Some may argue that the American Indians have had everything handed to them. Many people have the misconceptions that American Indians get into college for free, they receive money from the government every month, they get free food and health care, and they are accepted to every college they apply to because they check the American Indian box. One of my colleagues once told me that I would get into Princeton or Dartmouth, simply because I am a minority. These are misconceptions that people carry with them every day. Minorities are not given hand outs. American Indian people have to work twice as hard to achieve the “American Dream” of a movement towards leading our people out oppression, because of the systemic racism that created unequal opportunities and is embedded in the society we call, “The United States of America, the land of opportunity”.

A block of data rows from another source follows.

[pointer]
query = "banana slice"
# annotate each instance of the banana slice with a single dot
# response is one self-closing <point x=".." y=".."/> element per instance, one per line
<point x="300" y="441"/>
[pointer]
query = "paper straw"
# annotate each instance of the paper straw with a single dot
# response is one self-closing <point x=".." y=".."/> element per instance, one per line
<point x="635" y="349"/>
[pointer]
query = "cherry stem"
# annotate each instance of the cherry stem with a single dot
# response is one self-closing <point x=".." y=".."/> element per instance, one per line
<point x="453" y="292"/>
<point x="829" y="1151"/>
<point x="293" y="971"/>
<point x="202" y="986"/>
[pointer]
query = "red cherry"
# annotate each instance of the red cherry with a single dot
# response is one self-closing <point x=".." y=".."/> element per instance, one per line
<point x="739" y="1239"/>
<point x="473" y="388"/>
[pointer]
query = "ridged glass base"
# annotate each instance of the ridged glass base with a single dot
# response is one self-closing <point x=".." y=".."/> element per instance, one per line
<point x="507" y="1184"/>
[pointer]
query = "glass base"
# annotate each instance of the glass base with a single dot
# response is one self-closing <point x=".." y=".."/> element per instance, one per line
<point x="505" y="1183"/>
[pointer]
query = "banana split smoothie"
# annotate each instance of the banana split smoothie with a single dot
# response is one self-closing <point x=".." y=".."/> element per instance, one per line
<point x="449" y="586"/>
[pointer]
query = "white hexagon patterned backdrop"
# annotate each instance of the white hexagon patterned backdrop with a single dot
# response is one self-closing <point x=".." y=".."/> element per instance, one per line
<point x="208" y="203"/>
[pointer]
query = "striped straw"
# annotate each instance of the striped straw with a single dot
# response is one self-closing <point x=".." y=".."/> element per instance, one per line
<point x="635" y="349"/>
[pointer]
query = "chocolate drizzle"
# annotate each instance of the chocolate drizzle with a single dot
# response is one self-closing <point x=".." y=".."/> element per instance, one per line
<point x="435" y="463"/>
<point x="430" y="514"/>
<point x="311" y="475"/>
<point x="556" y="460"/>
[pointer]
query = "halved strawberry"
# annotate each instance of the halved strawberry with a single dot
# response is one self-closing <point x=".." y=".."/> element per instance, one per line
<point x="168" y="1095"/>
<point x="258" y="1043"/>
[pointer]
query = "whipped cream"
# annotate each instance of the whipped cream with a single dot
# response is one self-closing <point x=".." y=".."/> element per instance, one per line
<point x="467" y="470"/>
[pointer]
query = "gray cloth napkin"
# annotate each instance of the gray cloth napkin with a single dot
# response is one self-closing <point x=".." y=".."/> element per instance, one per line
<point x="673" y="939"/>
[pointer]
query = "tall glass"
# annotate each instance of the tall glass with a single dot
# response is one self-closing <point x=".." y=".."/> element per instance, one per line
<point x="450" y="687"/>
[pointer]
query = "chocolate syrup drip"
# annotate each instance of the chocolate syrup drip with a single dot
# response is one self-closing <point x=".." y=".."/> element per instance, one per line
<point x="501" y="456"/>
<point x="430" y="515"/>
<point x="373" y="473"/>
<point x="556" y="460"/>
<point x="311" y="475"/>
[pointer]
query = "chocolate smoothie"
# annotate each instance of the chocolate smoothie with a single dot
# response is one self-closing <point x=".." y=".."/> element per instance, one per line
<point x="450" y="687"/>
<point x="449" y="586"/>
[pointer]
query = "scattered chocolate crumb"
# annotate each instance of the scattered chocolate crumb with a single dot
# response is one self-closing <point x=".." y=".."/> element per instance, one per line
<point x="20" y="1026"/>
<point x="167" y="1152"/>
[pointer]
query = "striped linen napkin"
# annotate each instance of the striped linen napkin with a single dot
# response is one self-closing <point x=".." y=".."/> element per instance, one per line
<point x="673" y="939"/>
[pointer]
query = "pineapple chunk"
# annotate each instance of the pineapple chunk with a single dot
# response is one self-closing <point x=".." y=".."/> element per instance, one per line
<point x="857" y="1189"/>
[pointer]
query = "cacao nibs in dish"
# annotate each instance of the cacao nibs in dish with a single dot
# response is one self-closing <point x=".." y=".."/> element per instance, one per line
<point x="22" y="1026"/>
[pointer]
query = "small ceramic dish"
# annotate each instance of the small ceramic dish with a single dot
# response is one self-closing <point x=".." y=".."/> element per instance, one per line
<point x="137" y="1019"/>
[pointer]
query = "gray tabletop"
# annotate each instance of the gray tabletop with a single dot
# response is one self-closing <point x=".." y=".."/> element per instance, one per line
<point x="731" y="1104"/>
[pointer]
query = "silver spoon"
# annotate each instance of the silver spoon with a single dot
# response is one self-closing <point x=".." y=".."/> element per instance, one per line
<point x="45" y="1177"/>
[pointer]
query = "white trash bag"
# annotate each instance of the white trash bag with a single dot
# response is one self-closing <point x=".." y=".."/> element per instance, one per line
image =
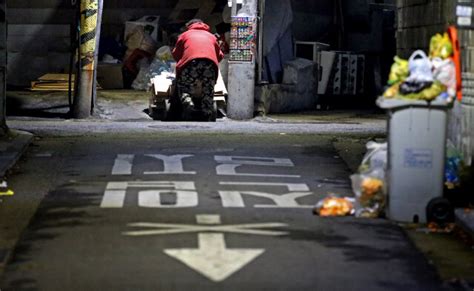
<point x="419" y="66"/>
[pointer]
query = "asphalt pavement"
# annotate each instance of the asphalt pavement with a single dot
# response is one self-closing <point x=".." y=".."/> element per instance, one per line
<point x="200" y="211"/>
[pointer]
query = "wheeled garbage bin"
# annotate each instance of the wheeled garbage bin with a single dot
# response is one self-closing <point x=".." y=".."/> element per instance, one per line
<point x="416" y="157"/>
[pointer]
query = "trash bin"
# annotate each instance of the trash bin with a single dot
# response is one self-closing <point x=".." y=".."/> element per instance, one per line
<point x="416" y="156"/>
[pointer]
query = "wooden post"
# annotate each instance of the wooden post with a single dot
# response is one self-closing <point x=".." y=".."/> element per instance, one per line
<point x="3" y="66"/>
<point x="82" y="105"/>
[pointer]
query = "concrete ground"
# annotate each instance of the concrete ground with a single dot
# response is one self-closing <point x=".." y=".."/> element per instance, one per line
<point x="46" y="113"/>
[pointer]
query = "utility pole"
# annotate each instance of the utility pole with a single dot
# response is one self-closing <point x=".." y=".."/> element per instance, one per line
<point x="241" y="84"/>
<point x="3" y="66"/>
<point x="82" y="105"/>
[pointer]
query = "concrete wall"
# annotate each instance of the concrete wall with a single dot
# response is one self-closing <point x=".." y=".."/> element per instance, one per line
<point x="38" y="39"/>
<point x="39" y="30"/>
<point x="312" y="20"/>
<point x="418" y="20"/>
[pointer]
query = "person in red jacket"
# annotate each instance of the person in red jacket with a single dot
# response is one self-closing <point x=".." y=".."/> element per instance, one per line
<point x="197" y="54"/>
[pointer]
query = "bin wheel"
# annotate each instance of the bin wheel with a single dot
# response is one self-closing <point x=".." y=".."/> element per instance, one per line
<point x="439" y="210"/>
<point x="160" y="112"/>
<point x="213" y="116"/>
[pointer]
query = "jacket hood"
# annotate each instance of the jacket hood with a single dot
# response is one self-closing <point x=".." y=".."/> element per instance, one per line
<point x="199" y="26"/>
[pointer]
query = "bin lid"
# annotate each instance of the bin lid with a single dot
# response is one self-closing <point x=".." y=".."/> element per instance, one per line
<point x="393" y="104"/>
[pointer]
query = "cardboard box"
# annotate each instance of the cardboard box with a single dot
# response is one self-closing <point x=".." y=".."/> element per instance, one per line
<point x="148" y="24"/>
<point x="109" y="76"/>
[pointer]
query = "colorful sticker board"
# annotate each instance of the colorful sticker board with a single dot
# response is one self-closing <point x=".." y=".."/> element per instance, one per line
<point x="243" y="36"/>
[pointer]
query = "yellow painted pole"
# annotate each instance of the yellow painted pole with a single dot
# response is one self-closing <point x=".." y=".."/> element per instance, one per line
<point x="82" y="105"/>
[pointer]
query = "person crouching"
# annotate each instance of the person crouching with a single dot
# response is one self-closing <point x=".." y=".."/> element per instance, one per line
<point x="197" y="54"/>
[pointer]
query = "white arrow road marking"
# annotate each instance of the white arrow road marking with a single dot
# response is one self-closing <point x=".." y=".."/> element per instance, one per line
<point x="186" y="228"/>
<point x="212" y="259"/>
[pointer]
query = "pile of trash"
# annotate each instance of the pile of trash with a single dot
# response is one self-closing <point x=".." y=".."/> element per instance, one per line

As American Indian people, we are working towards the common goal of breaking down the oppression the surrounds our reality every day. We go through school, knowing that we are not only getting out education for ourselves, but for all Indian Country and the many generations to come. There are many stories of injustices and successes that go unheard of; these are just some of the influential ones. There are many realities that we, as American Indian, face today, but knowing that there is hope and prosperity, keeps us moving forward to a brighter tomorrow.